About 2.30pm local time another helicopter passed over and appeared to have missed him once again, however it soon turned around and collected an exhausted Woodhead.
"I asked the pilot afterwards and he said, 'the only reason we turned around was because we saw something fly up from the ground'. It was a pair of my white rugby shorts that I used in the SOS sign," Woodhead told the Mail on Sunday.
"The crew had flown over and hadn't noticed the sign, but they were so low their rotors blew my shorts up into the air and that was what they saw. That was the reason why they turned around."
The crew told him the helicopter had only 15 minutes of fuel remaining.
Woodhead was taken to a hospital in Longreach, suffering from kidney damage and having lost about 12kg.
Doctors told him his hydration levels were so low he would not have survived for more than a few hours, the Mail on Sunday reported.
Woodhead told the paper he hoped to attend Sandhurst next year to become an army officer. He had set out for a walk from the ranch in Vergemont where he had been working, carrying a heavy backpack as training.

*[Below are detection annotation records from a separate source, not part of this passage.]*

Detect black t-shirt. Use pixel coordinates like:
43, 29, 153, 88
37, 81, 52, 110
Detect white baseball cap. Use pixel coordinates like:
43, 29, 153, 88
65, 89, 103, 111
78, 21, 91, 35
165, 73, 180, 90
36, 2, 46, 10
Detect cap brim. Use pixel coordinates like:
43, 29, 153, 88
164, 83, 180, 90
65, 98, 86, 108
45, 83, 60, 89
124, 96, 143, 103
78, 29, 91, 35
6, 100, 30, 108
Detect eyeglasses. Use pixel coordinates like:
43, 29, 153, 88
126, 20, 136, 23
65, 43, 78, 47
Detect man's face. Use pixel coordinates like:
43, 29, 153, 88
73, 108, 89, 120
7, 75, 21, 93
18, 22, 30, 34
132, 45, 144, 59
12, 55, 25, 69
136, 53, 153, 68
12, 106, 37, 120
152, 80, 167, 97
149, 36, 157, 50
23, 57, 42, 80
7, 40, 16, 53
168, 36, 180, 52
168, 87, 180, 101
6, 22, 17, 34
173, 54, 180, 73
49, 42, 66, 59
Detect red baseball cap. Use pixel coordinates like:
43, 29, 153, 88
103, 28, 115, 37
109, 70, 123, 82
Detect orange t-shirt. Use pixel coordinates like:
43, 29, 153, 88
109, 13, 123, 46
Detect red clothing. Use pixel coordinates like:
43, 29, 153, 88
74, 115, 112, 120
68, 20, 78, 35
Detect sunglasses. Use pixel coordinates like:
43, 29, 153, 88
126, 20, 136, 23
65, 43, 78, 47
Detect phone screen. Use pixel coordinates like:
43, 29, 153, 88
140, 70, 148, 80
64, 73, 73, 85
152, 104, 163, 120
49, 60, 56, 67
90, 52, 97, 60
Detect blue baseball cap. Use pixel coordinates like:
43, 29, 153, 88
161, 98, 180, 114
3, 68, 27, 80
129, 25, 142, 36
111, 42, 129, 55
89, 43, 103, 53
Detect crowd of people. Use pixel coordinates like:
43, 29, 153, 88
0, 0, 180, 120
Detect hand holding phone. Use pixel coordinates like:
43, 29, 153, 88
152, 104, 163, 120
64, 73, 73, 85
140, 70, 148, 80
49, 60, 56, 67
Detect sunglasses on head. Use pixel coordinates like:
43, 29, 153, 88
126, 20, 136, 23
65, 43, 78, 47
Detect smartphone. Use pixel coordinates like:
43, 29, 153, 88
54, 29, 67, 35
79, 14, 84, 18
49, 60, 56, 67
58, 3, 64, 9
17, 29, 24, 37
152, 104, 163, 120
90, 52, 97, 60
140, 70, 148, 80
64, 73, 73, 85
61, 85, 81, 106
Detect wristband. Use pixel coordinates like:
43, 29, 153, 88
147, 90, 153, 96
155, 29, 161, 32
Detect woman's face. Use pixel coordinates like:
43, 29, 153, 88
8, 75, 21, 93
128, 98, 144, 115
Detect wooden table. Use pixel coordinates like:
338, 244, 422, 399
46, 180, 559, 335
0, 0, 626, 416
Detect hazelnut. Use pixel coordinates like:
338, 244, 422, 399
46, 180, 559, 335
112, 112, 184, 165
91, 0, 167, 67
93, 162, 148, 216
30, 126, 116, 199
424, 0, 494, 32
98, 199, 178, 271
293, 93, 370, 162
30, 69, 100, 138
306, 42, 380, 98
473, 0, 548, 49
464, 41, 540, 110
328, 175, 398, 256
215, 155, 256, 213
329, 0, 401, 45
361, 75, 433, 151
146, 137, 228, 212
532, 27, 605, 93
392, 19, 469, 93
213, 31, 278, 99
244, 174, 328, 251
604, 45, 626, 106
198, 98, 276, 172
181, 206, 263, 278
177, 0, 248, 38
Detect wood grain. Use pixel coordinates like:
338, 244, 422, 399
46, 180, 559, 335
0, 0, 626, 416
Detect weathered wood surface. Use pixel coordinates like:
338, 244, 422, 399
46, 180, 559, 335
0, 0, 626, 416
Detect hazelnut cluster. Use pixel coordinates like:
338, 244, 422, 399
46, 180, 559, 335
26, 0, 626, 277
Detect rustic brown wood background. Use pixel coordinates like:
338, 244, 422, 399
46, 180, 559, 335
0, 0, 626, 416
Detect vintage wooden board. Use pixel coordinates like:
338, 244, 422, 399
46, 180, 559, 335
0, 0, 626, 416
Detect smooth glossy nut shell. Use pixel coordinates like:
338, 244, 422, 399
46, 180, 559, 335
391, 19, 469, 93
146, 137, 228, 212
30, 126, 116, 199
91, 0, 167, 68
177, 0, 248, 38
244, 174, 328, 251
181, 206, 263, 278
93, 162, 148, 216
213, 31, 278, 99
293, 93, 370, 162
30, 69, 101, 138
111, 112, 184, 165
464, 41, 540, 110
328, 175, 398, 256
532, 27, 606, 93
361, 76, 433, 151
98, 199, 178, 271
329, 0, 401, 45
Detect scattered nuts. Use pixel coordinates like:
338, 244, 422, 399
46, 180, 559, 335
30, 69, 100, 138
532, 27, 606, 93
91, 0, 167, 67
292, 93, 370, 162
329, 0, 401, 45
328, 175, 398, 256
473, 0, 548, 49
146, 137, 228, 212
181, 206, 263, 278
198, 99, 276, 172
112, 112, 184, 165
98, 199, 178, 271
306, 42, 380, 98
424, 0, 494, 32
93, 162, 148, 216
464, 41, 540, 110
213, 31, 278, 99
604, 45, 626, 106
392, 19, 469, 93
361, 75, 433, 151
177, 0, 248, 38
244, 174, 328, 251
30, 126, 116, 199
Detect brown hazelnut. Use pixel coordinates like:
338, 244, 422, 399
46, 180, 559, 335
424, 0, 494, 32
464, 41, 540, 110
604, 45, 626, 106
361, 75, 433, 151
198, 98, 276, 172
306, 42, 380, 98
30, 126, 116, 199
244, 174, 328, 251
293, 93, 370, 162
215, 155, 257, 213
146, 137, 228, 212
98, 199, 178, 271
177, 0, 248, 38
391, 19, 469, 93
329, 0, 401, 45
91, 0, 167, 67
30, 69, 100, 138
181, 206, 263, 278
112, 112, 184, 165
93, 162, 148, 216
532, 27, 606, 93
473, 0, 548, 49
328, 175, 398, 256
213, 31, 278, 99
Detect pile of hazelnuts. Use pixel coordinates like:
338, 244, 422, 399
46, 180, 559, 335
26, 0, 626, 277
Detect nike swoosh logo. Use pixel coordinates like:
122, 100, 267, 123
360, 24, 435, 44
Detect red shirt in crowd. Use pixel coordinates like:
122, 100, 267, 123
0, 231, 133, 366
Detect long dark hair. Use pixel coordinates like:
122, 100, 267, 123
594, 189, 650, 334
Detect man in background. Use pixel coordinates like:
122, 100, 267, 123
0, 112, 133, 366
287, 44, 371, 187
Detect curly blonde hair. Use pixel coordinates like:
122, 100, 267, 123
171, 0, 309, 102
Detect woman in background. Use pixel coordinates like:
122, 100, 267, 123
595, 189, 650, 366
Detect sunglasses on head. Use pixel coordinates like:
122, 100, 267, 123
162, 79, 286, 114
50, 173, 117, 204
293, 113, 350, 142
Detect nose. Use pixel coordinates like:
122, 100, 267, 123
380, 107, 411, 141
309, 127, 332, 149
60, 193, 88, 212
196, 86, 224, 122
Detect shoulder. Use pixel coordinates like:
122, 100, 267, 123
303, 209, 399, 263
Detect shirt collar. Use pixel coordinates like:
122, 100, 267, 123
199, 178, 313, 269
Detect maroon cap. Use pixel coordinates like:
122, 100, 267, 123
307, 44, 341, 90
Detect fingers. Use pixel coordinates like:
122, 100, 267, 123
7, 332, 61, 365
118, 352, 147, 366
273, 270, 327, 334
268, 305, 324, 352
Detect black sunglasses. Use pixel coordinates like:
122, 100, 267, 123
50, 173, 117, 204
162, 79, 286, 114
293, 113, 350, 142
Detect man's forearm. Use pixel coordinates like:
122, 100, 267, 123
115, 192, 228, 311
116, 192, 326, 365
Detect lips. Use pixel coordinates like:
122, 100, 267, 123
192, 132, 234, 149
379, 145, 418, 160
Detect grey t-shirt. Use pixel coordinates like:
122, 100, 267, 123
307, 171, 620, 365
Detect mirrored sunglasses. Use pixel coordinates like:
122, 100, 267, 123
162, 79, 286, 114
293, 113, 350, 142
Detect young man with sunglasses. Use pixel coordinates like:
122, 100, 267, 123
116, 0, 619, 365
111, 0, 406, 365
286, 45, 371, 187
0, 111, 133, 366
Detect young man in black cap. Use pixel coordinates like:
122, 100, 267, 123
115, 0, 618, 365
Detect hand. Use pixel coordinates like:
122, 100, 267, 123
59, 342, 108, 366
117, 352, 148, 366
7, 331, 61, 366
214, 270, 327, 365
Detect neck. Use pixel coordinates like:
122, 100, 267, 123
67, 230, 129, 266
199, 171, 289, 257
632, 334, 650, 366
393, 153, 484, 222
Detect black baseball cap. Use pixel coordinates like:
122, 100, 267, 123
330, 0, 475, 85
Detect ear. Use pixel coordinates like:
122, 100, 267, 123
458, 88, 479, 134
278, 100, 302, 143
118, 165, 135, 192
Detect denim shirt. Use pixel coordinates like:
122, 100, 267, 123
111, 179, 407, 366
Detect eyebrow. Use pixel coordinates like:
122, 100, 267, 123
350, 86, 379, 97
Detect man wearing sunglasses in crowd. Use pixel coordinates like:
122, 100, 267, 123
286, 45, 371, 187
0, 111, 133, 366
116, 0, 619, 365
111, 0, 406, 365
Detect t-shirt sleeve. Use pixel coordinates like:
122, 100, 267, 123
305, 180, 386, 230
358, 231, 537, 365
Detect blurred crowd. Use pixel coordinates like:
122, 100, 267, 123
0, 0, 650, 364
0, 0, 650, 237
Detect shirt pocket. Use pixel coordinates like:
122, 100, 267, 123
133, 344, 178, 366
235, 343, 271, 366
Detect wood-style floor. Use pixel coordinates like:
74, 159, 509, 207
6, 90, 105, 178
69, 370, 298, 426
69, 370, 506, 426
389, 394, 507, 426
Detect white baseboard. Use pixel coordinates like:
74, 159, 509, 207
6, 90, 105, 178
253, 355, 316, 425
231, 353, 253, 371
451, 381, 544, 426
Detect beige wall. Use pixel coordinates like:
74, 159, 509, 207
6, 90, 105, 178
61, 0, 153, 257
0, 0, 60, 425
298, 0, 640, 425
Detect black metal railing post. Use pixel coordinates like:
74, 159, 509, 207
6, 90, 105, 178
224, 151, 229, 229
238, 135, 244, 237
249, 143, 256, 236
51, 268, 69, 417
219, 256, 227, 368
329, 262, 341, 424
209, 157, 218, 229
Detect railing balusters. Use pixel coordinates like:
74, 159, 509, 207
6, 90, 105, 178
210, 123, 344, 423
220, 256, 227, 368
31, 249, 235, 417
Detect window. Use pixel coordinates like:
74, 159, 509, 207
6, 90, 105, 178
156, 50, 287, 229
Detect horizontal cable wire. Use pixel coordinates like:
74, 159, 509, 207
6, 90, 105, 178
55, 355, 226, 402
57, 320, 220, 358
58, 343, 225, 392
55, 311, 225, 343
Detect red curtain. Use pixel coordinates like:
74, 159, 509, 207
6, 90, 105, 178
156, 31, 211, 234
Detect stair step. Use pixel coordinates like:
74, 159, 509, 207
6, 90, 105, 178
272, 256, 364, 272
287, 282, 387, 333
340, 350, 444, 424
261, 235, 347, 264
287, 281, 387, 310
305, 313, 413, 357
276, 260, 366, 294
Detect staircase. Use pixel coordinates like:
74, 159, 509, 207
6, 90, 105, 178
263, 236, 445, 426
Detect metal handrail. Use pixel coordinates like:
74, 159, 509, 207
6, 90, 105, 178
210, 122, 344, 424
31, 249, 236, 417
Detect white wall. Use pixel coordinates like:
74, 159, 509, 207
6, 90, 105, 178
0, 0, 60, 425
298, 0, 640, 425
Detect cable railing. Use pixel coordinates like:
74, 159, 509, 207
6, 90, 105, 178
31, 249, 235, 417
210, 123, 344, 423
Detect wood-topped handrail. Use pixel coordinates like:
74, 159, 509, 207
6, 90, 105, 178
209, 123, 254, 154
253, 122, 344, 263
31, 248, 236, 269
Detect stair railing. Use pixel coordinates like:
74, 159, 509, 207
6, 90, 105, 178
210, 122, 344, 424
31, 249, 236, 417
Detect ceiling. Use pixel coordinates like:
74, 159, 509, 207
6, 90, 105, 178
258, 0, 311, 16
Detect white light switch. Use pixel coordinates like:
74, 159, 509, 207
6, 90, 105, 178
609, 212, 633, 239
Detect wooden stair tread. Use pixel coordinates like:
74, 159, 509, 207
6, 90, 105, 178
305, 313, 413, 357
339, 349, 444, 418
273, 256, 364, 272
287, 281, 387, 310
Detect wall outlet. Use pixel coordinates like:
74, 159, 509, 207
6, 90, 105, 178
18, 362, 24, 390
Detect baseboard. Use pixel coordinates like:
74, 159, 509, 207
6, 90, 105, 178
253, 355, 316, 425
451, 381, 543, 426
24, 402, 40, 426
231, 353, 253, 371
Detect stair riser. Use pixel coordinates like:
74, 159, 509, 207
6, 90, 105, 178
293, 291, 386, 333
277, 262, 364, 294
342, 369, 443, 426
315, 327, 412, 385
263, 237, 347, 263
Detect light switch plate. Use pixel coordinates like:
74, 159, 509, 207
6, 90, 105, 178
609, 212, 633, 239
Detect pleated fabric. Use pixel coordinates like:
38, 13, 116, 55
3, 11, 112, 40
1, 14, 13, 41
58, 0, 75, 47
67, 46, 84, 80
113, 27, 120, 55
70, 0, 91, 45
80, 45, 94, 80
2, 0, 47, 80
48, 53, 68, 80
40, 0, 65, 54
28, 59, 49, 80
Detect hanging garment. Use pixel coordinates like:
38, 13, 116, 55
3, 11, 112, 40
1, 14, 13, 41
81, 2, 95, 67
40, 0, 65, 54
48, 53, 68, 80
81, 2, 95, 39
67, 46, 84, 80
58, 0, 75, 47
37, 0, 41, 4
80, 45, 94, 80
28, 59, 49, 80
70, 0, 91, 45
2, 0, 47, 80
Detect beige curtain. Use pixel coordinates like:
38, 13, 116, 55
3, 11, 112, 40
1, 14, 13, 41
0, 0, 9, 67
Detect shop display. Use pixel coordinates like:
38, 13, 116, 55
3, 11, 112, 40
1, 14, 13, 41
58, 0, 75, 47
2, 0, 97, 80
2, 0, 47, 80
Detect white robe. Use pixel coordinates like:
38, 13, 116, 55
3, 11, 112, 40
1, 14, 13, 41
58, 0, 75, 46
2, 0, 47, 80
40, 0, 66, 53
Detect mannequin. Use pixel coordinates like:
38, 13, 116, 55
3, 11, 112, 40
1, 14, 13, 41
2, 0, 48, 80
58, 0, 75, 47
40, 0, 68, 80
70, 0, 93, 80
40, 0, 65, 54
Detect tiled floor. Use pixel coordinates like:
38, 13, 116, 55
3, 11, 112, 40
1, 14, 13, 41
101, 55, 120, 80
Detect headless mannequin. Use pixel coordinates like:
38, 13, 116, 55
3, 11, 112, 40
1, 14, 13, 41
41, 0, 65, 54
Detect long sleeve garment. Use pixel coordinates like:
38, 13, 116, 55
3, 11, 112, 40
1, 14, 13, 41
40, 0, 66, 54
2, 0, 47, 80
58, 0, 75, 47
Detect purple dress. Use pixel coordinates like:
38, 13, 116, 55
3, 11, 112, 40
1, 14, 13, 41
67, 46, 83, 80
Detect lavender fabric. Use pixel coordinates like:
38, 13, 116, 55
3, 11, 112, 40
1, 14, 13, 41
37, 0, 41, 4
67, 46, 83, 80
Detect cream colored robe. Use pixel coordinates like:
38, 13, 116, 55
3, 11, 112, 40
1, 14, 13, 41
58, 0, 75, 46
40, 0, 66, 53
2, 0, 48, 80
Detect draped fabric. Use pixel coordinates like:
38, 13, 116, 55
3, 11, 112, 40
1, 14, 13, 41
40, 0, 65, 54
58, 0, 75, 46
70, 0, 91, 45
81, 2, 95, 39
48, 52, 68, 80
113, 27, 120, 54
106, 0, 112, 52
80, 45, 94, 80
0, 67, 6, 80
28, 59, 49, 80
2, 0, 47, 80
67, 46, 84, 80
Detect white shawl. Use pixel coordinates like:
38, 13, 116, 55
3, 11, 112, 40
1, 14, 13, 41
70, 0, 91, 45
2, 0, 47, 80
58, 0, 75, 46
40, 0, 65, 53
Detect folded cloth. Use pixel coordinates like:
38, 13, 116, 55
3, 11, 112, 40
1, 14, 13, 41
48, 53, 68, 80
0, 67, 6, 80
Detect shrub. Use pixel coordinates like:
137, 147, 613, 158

However he lost his bearings and could not make his way back to the ranch, although throughout the ordeal he was never more than about 8-9km away.
With only a litre of water, he told the paper how he survived on sachets of contact lens saline solution, and even tried drinking his own urine.
"I tried to drink it and took a glug. It was like the contact lens solution but ten times worse. I had to drink about three of the contact lens sachets afterwards just to get rid of the taste."
Although Woodhead was concerned the salt content in the saline solution could have done more harm than good, he believes drinking the fluid was what kept him alive.
Detective Sergeant Dave Perry told the paper he was astonished Woodhead survived three days with no water.
"He would have been dead by Saturday if we hadn't found him."